Thanks alot....here are a few pics of the firearms I have...

I love my Kel-tec, It is small enough for me to take almost anywhere and I was lucky enough to find the OD green model. Got it at a gun show here in Richmond for a great price brand new. Ive fired about 100 rounds thru it and no problems..about 20 of them were Winchester Nato +P rounds too.










I bought my Ruger SR9 around tax time as a late B-day gift to myself. Right after I bought it I went straight to Dominon shooting range and tested it lol....I had fired the SR9c before and liked it so I knew I would love this one. I bought sum 
Winchester Ranger Talons for this and the Kel-tec and also sum Winchester PDX1s and Corbon Hollow points.

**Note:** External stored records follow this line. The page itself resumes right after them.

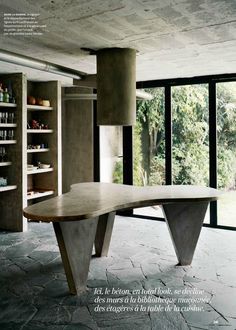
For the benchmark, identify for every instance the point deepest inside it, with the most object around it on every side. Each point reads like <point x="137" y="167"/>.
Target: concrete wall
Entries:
<point x="77" y="137"/>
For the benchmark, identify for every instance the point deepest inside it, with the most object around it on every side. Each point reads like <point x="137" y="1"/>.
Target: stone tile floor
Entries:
<point x="149" y="290"/>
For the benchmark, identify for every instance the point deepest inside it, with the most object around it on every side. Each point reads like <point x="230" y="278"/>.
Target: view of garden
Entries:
<point x="190" y="140"/>
<point x="190" y="127"/>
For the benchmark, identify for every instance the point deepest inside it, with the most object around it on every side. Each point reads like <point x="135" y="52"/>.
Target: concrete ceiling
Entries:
<point x="173" y="38"/>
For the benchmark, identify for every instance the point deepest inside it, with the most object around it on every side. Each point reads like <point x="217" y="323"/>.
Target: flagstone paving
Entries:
<point x="138" y="286"/>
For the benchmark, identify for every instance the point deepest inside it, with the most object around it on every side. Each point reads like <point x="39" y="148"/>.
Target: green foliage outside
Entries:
<point x="190" y="125"/>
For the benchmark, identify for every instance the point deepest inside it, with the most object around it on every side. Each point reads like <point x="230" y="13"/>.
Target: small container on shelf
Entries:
<point x="3" y="154"/>
<point x="3" y="182"/>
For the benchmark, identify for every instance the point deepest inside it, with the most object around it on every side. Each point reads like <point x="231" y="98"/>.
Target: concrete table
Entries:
<point x="85" y="216"/>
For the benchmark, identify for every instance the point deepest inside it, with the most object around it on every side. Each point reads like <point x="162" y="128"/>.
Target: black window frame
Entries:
<point x="167" y="84"/>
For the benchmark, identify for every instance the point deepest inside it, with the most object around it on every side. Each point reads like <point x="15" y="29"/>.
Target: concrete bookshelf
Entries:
<point x="25" y="187"/>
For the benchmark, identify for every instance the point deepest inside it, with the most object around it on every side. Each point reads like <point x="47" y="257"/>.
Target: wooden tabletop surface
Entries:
<point x="88" y="200"/>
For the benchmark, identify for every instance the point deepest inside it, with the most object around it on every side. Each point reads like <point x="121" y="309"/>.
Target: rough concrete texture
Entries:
<point x="174" y="38"/>
<point x="34" y="292"/>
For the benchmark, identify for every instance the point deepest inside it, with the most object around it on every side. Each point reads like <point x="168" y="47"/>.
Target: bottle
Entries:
<point x="9" y="89"/>
<point x="1" y="93"/>
<point x="5" y="96"/>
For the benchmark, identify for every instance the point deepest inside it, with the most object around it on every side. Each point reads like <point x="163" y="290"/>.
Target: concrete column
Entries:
<point x="116" y="86"/>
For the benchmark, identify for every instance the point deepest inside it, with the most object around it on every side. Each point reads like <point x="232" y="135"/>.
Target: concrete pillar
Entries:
<point x="116" y="86"/>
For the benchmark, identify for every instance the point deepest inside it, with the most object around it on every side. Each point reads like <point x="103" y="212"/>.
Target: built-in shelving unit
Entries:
<point x="45" y="143"/>
<point x="40" y="170"/>
<point x="8" y="141"/>
<point x="39" y="131"/>
<point x="37" y="150"/>
<point x="38" y="107"/>
<point x="8" y="105"/>
<point x="11" y="154"/>
<point x="5" y="163"/>
<point x="8" y="125"/>
<point x="7" y="188"/>
<point x="39" y="194"/>
<point x="23" y="144"/>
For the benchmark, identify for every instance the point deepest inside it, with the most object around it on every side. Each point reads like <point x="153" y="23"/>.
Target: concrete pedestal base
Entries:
<point x="185" y="222"/>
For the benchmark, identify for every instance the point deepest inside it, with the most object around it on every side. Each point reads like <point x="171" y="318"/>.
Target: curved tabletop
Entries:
<point x="88" y="200"/>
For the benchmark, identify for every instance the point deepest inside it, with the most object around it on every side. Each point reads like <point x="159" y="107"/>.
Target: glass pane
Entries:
<point x="226" y="134"/>
<point x="149" y="146"/>
<point x="190" y="125"/>
<point x="111" y="154"/>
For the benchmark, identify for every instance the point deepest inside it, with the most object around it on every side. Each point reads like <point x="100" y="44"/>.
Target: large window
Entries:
<point x="149" y="146"/>
<point x="187" y="135"/>
<point x="111" y="154"/>
<point x="226" y="152"/>
<point x="190" y="136"/>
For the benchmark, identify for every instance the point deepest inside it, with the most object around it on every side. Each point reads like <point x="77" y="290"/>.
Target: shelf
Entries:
<point x="7" y="188"/>
<point x="39" y="194"/>
<point x="40" y="131"/>
<point x="40" y="170"/>
<point x="37" y="150"/>
<point x="5" y="163"/>
<point x="38" y="107"/>
<point x="9" y="105"/>
<point x="7" y="141"/>
<point x="8" y="125"/>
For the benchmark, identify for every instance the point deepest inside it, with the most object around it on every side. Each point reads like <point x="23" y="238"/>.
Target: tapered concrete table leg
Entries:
<point x="185" y="222"/>
<point x="75" y="240"/>
<point x="103" y="235"/>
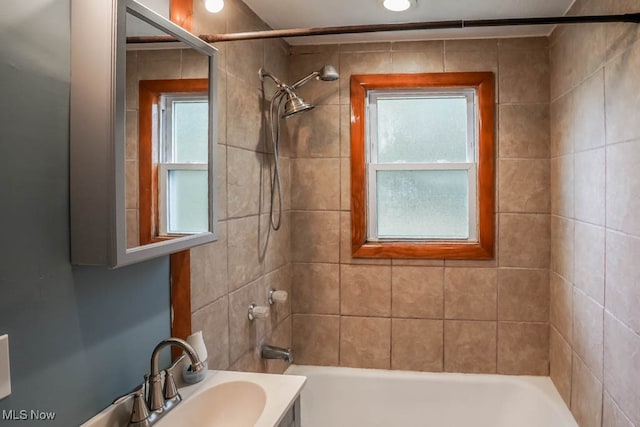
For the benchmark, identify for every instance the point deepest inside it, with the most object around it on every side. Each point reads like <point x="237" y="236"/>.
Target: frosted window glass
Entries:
<point x="188" y="201"/>
<point x="422" y="130"/>
<point x="190" y="131"/>
<point x="423" y="204"/>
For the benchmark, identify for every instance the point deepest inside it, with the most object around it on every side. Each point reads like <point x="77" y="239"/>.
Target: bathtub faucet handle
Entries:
<point x="272" y="352"/>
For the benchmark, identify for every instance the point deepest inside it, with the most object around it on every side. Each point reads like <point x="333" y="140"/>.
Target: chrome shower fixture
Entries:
<point x="294" y="104"/>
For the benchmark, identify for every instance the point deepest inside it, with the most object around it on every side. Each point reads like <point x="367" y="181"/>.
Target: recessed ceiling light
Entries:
<point x="398" y="5"/>
<point x="214" y="6"/>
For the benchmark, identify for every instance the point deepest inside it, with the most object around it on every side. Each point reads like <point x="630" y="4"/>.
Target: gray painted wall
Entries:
<point x="78" y="335"/>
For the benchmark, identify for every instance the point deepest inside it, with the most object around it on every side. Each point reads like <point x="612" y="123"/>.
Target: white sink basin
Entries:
<point x="232" y="404"/>
<point x="223" y="399"/>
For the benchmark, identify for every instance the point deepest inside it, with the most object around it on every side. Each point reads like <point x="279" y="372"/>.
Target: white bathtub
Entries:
<point x="346" y="397"/>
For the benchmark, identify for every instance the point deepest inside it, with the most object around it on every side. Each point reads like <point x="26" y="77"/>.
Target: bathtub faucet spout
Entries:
<point x="272" y="352"/>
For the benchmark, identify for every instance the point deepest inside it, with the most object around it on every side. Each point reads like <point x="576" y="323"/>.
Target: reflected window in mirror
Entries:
<point x="182" y="171"/>
<point x="173" y="158"/>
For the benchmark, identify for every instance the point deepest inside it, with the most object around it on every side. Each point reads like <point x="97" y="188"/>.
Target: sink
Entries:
<point x="222" y="399"/>
<point x="232" y="404"/>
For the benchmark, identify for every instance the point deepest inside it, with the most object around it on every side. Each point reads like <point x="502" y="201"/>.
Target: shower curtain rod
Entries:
<point x="372" y="28"/>
<point x="434" y="25"/>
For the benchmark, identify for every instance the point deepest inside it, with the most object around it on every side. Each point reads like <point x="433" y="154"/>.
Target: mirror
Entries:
<point x="143" y="109"/>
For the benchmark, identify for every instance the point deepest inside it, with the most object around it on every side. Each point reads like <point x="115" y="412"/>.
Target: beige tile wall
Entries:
<point x="248" y="259"/>
<point x="427" y="315"/>
<point x="595" y="231"/>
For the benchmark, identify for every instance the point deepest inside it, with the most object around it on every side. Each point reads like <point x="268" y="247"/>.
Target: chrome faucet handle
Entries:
<point x="140" y="412"/>
<point x="170" y="389"/>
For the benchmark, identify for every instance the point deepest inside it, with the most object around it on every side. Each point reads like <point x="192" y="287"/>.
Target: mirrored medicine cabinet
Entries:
<point x="143" y="135"/>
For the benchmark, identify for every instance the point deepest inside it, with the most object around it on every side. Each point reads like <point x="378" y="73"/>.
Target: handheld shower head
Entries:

My Gen 4 Glock 21 I acutally purchased for my last security job but ended up leaving before I even wore it on duty lol..Now I work for a different security company and Im using this as my duty weapon. I actually have never even fired this one yet lol..I have used a Glock 21 before at the range but I just havent gotten around to breaking this one in yet. I LOOOOOOOOOOOOVE my Glock (no disrespect to any other manufacturer). I picked up 2 or 3 extra mags for it and sum Winchester Ranger Talons as well. I have big hands so the Glock 21 feels great in my hand..










Ill try to take sum more pics when I get home and post them.


----------



## Harryball (Oct 10, 2012)

Welcome...


----------



## chessail77 (Mar 15, 2011)

Hi and welcome


----------



## SouthernBoy (Jun 27, 2007)

Welcome aboard from another Virginian. Good to have you here. You might want to visit the Virginia forum on opencarry.org as there is a lot of meet and greets in and around Richmond.

Stay safe.


----------



## KingVader (Oct 25, 2012)

SouthernBoy said:


> Welcome aboard from another Virginian. Good to have you here. You might want to visit the Virginia forum on opencarry.org as there is a lot of meet and greets in and around Richmond.
> 
> Stay safe.


Cool..thanks for the info, ill check it out. My next purchase will probably be a 1911 so Im doing research on that now


----------



## KingVader (Oct 25, 2012)

thanks for the warm welcome guys...went to the range this weekend before the storm hit and had sum fun...tried out a few 1911s and fired the Ruger SR9...Next time I go I will only take the Glock 21 and put about 200 rounds thru it if I can...

Im am in love with the Ruger SR1911 and the Springfield Loaded model..dont know which one I want now...they both felt really good in my hand, and both fired very very smooth. Didnt have the opportunity to take them down and look at the internals so Ill have to go to the gun store to do that.


----------



## Powhatan (Apr 11, 2012)

Welcome.. I work in Richmond but live in Powhatan.. I too love the Ruger SR1911.. great shooter. It is a lot of gun for the money. I just bought a Beretta 96FS Inox today..hope to have it shipped to my FFL tomorrow..then off to the range.


----------



## paratrooper (Feb 1, 2012)

It takes a lot of courage to admit that you bought a Lorcin. :mrgreen:


----------